We learned in class to use a linear model to to predict a real target value y. We made the assumption that $$ y = w^Tx + w_0 + \epsilon $$ where $x$ is the input vector,$w$ is the vector of the linear model parameters and $\epsilon$ is a Gaussian distributed error. The professor showed us that since $y|x$ is a Gaussian random variable, maximizing the likelihood( for $w$) is actually minimizing MSE namely minimizing
$$ \frac{1}{N} \sum_{i=1}^N (y_i - (w^Tx_i + w_0 ))^2 $$ for $w$. This is all good.

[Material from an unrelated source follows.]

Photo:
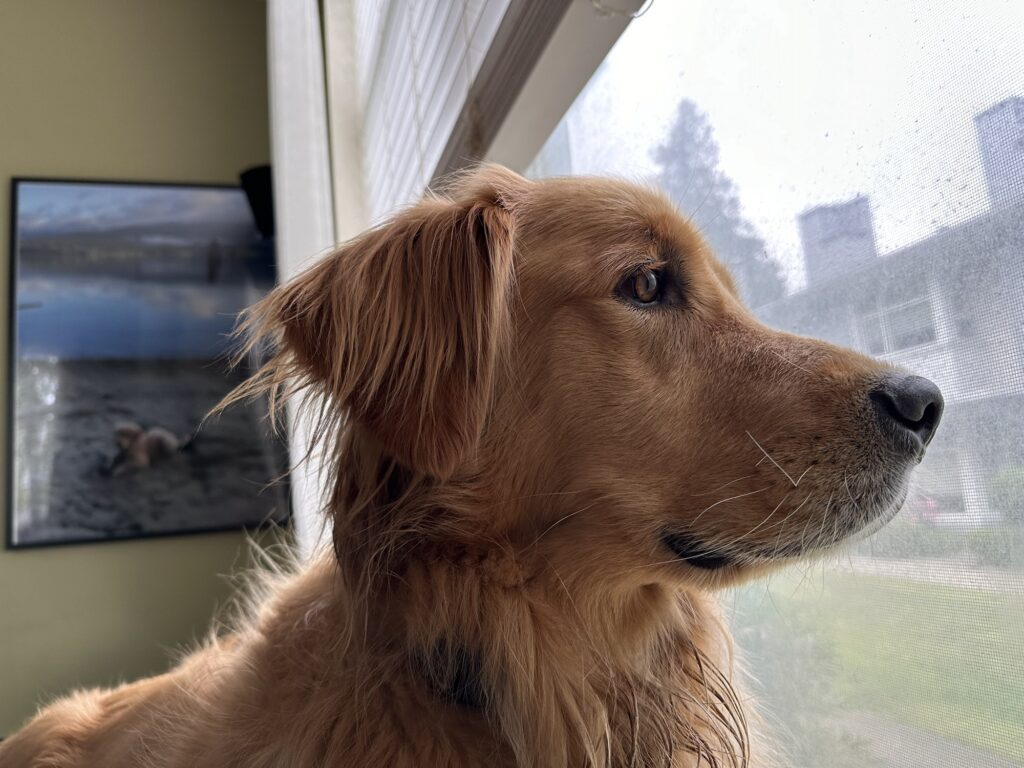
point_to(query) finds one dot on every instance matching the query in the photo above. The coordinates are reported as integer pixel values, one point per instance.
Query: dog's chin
(854, 524)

But now he said that minimizing the MSE expression above is also valid for a binary classification problem where $ y \in \{-1,1\} $. What is the statistical justification for this ? it is clear that $ y = w^Tx + w_0 + \epsilon $ does not hold any more and $y|x$ is not a Gaussian random variable.
The validity comes from the close relationship between linear regression and linear discriminant analysis (LDA) for two classes. This result is detailed in ESL Section 4.3 and Exercise 4.2, whose solution is available online. To sum up, when there are only two classes and when the numbers of observations from both classes coincide, the least square classification of $y\in\{-1,1\}$ by solving the MSE criteria produces the same decision as the LDA.